Free will is therefore directly linked to morality, responsibility, advice, argument, discussion and persuasion, deep consideration of actions, and setting boundaries.
As far as I know scripture, only actions done by free will get blame or credit. It is often the actions of others that damage our lives, so we are not to blame when we are the victim. It is therefore true that often God is not in the event, but He can be found in our response to the event. He holds us accountable for our own free-willed actions.
This again brings purpose to suffering, for He is faithful that all will be made right in the end. We must hold to the truth we are already in eternity. Ephesians 2:7 mentions ‘ages to come’. We don’t die and then pass into eternity; we are in eternity right now. Whatever happens in this life, it is in part preparation for the next age.

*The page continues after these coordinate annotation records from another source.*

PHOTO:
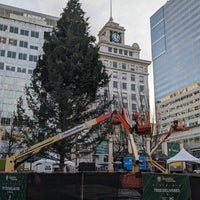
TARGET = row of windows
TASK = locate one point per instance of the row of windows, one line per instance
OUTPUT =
(14, 42)
(13, 29)
(124, 66)
(124, 86)
(121, 52)
(183, 98)
(21, 56)
(15, 69)
(115, 75)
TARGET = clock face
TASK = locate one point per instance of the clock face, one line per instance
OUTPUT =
(116, 37)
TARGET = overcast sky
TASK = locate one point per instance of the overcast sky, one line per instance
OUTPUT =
(133, 15)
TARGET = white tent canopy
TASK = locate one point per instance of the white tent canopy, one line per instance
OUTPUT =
(183, 156)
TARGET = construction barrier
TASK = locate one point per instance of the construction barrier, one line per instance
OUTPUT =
(98, 186)
(166, 186)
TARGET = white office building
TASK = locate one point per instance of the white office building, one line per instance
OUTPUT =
(21, 40)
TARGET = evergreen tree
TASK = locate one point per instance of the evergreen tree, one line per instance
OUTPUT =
(66, 82)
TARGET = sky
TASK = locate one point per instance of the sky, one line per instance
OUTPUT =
(133, 15)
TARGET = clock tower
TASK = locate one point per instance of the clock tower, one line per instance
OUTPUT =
(112, 32)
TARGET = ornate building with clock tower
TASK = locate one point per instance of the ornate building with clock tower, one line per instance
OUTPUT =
(129, 74)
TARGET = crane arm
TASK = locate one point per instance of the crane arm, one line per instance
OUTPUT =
(11, 161)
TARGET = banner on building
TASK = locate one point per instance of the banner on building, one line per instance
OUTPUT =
(173, 149)
(13, 186)
(166, 187)
(102, 148)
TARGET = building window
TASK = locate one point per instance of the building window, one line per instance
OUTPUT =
(115, 64)
(124, 96)
(141, 79)
(5, 121)
(141, 88)
(11, 54)
(115, 95)
(30, 71)
(141, 69)
(123, 65)
(133, 97)
(133, 87)
(2, 53)
(1, 65)
(2, 40)
(124, 86)
(134, 108)
(132, 68)
(22, 56)
(12, 42)
(35, 34)
(115, 74)
(21, 70)
(124, 76)
(133, 78)
(24, 32)
(3, 27)
(115, 84)
(23, 44)
(33, 47)
(109, 49)
(10, 68)
(13, 29)
(32, 58)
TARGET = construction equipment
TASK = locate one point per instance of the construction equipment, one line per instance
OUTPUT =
(142, 126)
(176, 125)
(13, 161)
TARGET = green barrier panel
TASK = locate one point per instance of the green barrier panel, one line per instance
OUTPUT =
(166, 187)
(13, 186)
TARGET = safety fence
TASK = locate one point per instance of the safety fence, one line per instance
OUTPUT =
(98, 186)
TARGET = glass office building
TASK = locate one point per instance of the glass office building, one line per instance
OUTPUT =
(175, 40)
(175, 37)
(21, 40)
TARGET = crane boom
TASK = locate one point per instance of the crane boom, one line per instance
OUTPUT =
(13, 161)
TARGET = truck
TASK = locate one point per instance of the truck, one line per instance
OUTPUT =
(176, 125)
(15, 160)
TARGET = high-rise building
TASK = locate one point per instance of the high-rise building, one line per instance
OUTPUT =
(129, 74)
(21, 40)
(175, 39)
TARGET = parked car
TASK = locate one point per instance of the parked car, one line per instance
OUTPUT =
(197, 171)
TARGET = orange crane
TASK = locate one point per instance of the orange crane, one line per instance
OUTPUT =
(176, 125)
(13, 161)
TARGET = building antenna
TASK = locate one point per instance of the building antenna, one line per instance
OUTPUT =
(111, 19)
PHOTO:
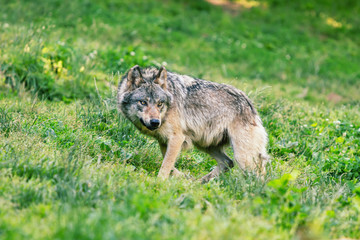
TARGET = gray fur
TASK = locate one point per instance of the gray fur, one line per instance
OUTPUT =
(196, 112)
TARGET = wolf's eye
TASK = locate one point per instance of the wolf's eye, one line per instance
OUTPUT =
(142, 103)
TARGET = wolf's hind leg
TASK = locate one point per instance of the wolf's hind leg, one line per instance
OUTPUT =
(249, 145)
(224, 164)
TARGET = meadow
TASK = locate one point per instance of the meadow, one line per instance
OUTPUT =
(71, 167)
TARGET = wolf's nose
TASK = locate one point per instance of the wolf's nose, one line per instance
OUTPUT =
(154, 122)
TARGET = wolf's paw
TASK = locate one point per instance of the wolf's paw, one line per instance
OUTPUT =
(177, 173)
(211, 175)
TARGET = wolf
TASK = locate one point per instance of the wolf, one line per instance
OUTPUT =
(182, 111)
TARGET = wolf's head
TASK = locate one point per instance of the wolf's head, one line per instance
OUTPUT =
(143, 96)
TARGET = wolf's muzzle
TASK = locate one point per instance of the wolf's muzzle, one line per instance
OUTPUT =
(154, 124)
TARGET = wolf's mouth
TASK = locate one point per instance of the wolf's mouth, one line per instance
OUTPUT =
(151, 128)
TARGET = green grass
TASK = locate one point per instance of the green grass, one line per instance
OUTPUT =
(72, 168)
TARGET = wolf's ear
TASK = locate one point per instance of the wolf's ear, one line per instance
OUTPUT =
(134, 77)
(161, 78)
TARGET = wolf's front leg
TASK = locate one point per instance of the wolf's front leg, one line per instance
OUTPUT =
(172, 151)
(175, 172)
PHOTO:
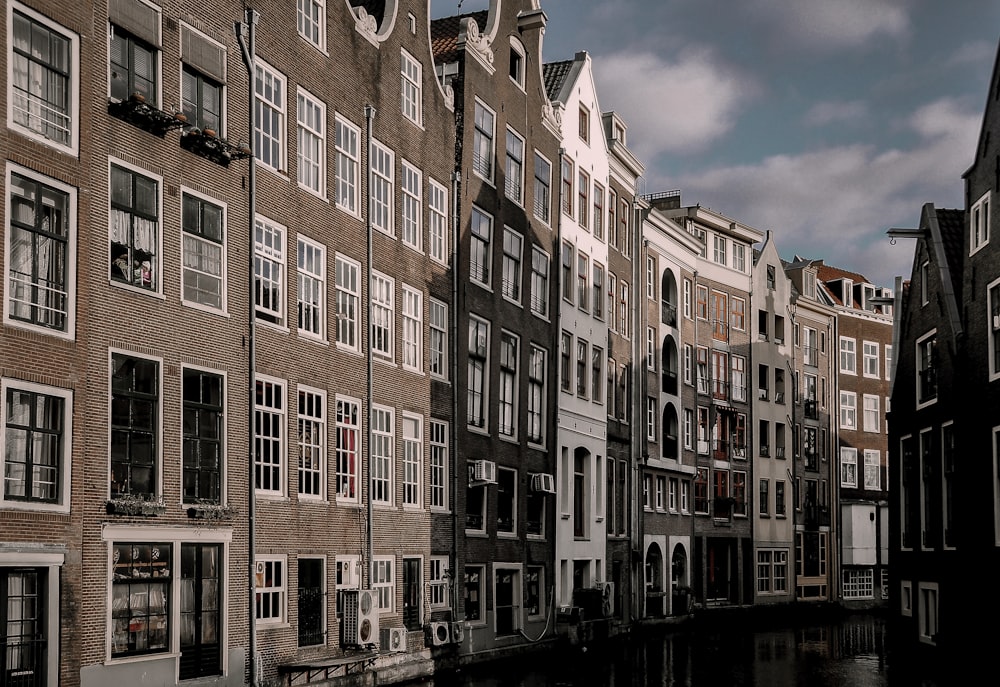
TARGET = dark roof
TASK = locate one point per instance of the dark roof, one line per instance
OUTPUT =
(952, 226)
(555, 74)
(444, 35)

This is in part why James wrote in 1:2 to ‘…count it all joy (a fruit of the spirit, not an emotion) when you fall into various trials, tests, temptations, knowing that the trying of your faith exercises consistency. And if you let that consistency have its complete work, you will (come out of the trial) complete and lacking nothing.’
If we value growth in Christ as our #1 priority, that which drives us every day, then we tell the world to ‘do your worst’, for we know free will, we know how to fight for it. We know how to let the things of Christ in us have their full work, and we realize we battle from the position of having already won, from being seated with Christ in the heavenlies, with Him and our Father forever. We have already overcome this world!